I will check if issue doi suffix field accepts %j.volume.%v for journal issues when I have more time.
Best regards,

I know I can assign anything to an issue suffix DOI.

The problem is that I cannot split the kind of suffix assignation between “individual DOI suffix” for volumes and “pattern” for articles.

I need pattern suffix for articles; and I simply adopt OJS article ID for articles.

If I set pattern suffix for articles, the configuration is “pattern” mode also for volumes.But volumes pattern doesn’t have a % parameter based on OJS volume ID, which is the only parameter which is assigned automatically from the system, without risk of errors as with the other parameters which are filled in manually.

Ok @rossella.filadoro ,
I tested possible scenarios on an OJS 3.3 test journal, and the problem became more understandable to me.
I now see that issue_id (in the database table) is not taken into any consideration during DOI pattern field for Issues. For example, the issue id 78 is not taken as an automatic number like submission id.

If it was, then you could use it.

Interestingly, chapter_id can be used in OMP 3.4 for chapter DOIs


To my tests, parameters valid only for Issue DOI pattern are Volume (%v), Number (%i) and Year (%Y) located under the Issue Data tab, and all of them have to be entered manually. None of the file id (%f), galley id (%g) or custom identifier (%x) are valid for Issue pattern.
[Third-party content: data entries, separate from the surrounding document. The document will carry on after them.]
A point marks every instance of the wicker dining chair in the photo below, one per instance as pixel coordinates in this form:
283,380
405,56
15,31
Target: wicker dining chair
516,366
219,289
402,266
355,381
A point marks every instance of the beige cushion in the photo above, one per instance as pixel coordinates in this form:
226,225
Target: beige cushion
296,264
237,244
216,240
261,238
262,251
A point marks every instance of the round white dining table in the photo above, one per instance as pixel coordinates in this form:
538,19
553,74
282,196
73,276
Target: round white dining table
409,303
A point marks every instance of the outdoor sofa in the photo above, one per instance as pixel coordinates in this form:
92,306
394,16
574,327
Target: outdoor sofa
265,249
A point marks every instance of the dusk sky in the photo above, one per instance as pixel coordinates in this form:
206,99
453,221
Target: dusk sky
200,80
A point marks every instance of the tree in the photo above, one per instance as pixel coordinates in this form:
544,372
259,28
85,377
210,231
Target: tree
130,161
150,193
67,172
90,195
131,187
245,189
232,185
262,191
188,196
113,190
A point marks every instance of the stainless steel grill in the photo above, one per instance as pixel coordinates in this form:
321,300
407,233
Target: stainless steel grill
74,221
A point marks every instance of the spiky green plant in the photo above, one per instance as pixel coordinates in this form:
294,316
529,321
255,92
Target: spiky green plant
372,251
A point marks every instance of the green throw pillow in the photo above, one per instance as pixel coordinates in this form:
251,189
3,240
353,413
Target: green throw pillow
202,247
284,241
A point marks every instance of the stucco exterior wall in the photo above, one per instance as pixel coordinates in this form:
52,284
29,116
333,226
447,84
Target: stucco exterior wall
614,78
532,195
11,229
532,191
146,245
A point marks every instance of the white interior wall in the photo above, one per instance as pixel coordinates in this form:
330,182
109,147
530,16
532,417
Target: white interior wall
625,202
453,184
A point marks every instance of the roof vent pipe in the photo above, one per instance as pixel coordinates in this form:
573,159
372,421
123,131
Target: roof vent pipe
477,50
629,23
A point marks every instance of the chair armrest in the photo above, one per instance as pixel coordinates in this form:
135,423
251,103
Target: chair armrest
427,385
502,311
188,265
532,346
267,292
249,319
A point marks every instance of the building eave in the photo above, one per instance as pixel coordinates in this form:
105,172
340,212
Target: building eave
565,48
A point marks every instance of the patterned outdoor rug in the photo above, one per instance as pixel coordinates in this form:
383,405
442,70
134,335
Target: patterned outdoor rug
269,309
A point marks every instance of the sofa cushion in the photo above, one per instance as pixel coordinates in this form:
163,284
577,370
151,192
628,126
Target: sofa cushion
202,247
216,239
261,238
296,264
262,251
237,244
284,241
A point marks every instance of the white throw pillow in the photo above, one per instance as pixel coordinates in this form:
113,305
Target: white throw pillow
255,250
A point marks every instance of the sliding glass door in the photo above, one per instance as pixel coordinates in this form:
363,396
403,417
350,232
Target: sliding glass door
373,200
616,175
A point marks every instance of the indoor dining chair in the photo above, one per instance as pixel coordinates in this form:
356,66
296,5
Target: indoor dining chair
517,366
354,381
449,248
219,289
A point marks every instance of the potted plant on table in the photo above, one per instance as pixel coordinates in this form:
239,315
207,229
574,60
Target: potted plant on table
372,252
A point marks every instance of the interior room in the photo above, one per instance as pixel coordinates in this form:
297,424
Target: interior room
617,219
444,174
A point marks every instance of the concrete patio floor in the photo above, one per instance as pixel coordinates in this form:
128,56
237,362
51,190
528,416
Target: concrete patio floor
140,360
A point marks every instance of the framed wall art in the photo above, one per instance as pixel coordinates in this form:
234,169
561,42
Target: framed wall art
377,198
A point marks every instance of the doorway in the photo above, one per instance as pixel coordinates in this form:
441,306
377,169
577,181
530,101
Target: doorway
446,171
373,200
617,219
When I tried to use one of them, I end up with error stating “The DOI cannot be assigned because it contains an unresolved pattern.”
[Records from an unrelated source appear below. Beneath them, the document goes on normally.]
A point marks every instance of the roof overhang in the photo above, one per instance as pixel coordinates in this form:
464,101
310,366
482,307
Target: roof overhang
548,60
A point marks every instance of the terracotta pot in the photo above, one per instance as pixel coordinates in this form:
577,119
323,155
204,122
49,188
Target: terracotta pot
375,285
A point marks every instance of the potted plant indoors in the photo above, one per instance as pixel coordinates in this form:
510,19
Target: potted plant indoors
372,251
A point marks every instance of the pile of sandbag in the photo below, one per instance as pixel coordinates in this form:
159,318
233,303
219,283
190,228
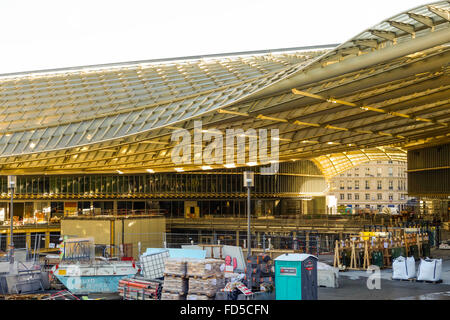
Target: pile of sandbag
430,270
403,268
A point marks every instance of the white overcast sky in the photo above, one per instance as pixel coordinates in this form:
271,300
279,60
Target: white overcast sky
48,34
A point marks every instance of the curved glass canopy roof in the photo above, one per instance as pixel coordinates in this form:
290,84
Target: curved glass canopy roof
383,90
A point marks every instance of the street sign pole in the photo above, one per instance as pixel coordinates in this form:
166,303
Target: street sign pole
11,186
248,183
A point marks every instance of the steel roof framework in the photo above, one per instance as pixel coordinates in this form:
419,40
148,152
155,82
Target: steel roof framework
387,87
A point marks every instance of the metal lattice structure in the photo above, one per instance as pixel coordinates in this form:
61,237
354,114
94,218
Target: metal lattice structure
383,90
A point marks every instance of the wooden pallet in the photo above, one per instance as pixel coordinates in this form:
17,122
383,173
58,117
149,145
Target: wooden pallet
407,280
24,296
209,295
433,282
202,277
181,293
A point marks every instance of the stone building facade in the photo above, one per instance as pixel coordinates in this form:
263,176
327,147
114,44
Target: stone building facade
375,185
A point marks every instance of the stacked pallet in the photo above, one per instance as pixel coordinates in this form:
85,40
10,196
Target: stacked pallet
139,289
175,281
207,287
206,278
204,268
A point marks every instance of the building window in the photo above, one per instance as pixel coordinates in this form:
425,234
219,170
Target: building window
379,171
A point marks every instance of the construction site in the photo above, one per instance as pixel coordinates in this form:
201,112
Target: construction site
307,173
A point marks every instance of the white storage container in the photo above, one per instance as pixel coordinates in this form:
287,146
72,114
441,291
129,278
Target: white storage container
430,270
403,268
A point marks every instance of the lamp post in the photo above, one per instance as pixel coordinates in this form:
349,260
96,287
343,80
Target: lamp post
11,186
248,183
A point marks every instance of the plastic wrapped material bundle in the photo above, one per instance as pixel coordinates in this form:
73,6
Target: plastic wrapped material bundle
205,268
172,296
175,266
175,284
430,270
198,297
403,268
207,286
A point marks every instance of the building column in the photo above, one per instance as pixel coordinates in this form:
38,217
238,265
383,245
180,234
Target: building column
115,207
47,239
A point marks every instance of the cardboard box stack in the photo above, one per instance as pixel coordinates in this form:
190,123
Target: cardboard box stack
175,285
262,271
206,278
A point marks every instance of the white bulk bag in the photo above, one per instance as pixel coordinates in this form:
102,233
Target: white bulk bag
403,268
430,269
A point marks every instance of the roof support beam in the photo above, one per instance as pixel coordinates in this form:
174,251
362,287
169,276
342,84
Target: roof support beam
307,77
422,19
443,13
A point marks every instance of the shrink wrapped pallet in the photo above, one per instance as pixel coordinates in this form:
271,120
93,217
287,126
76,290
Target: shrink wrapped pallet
403,268
208,286
175,266
175,284
172,296
198,297
430,270
205,268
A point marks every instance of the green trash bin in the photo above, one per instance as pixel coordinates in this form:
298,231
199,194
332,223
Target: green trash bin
397,252
377,258
414,251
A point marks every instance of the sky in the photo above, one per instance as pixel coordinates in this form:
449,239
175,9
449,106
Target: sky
48,34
The checkboxes under the title field only define the text that appears in Journal frontend like Archives or the Last Issue. They don’t affect DOI pattern.

So, since you have left the volume and number fields empty, you are not able use these parameters. If this journal publishes one issue per year, then no problem, and no DOI conflict. But if they want to publish multiple journals per year, it will cause a conflict and will fail.
Well I learned some new things, but useless.

I see that you have already registered DOIs for 2 issues in published in 2025 and your OJS portal consist of multiple journals. Am I right?

Long story short, either you will make some code changes in the core of OJS 3.3, or you will create the Issues for the next 3-4 years now and fill in the Issue fields that you want to use by hand (like me). I am sure, the second one will not take more than 10-15 minutes.

Best regards,

Unluckily, i already assigned a doi also to the last volume. But It Is not displayed because i had to disable doi automatic assignation to issues, in order to avoid that journal editors create a volume doi with the wrong doi for future issues.

The journal editor in the past has already doubled a doi, associating an automatic doi to 2 different volumes published in the same year.

It Is not a 2 seconds job, if the journal Is managed by a journal manager Who Is not envolved in ojs problems.